C’est à la fois un roman psychologique (dont le bras de fer Porphyre / Raskolnikov constitue le morceau de choix, mais le décryptage très fin des réactions des autres personnages est également brillant), un roman social (avec les figures de l’alcoolique Marmeladov, du cupide Loujine, du socialiste idiot Lebeziatnikov) et un roman policier (alternant scènes haletantes et suspense parfois un peu longuet). C’est également une œuvre commerciale destinée à être publiée en feuilleton, et les héros positifs ne manquent pas (Dounia, la sœur de Raskolnikov à la beauté fatale, Sonia la sainte prostituée, Razoumikhine le fidèle ami bourru), donnant au travers de leurs confrontations avec les méchants (Loujine en particulier) les scènes les plus faciles mais peut-être les plus réussies, avec des accents balzaciens.

L’ensemble est à la fois dense et relativement léger, même parfois drôle, avec une grande diversité de thèmes et de personnages, mais suffisamment bien conduit et maîtrisé pour que le lecteur ne se perde pas, comme cela arrive souvent dans les romans russes.
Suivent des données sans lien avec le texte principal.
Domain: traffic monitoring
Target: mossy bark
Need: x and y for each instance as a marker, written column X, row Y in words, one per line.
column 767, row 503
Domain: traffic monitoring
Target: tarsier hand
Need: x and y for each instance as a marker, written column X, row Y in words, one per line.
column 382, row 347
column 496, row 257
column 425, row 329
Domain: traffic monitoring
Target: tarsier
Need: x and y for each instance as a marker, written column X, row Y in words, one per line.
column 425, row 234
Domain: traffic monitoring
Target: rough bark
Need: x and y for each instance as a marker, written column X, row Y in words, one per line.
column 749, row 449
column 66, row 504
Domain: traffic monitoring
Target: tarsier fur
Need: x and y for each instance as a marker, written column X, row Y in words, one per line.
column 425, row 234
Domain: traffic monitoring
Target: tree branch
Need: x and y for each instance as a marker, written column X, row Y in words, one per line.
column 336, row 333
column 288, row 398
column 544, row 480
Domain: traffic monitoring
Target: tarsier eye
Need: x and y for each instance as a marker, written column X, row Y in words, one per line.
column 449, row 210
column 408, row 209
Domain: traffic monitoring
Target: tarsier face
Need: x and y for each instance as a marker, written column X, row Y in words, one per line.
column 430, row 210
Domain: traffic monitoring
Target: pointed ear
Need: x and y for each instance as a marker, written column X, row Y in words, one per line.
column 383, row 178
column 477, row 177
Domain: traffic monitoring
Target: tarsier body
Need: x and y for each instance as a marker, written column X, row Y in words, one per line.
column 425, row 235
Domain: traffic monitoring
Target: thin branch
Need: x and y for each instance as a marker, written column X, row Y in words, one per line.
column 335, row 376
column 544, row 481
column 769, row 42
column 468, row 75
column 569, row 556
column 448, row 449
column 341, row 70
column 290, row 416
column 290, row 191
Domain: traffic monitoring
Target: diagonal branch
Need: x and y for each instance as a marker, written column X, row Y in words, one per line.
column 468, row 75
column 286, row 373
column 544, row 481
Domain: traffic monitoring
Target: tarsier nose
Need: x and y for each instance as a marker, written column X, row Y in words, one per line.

Il y a quand même quelques longueurs et aussi certaines facilités étonnantes, en particulier sur la localisation du logement des personnages dans Petersbourg : Loujine atterrit comme par hasard dans l’appartement mitoyen de celui des Marmeladov, tandis que Svidrigaïlov (amoureux transi et vil débauché qui se suicide quand il comprend que Dounia ne veut de lui à aucun prix) prend la chambre collée à celle de Sonia (alors qu’il est très riche, que c’est une prostituée miséreuse, et qu’il n’existe aucun lien entre eux), ce qui lui permettra de surprendre les aveux de Raskolnikov à Sonia

Donc pas mal du tout, mais pas de quoi fonder un nouveau culte.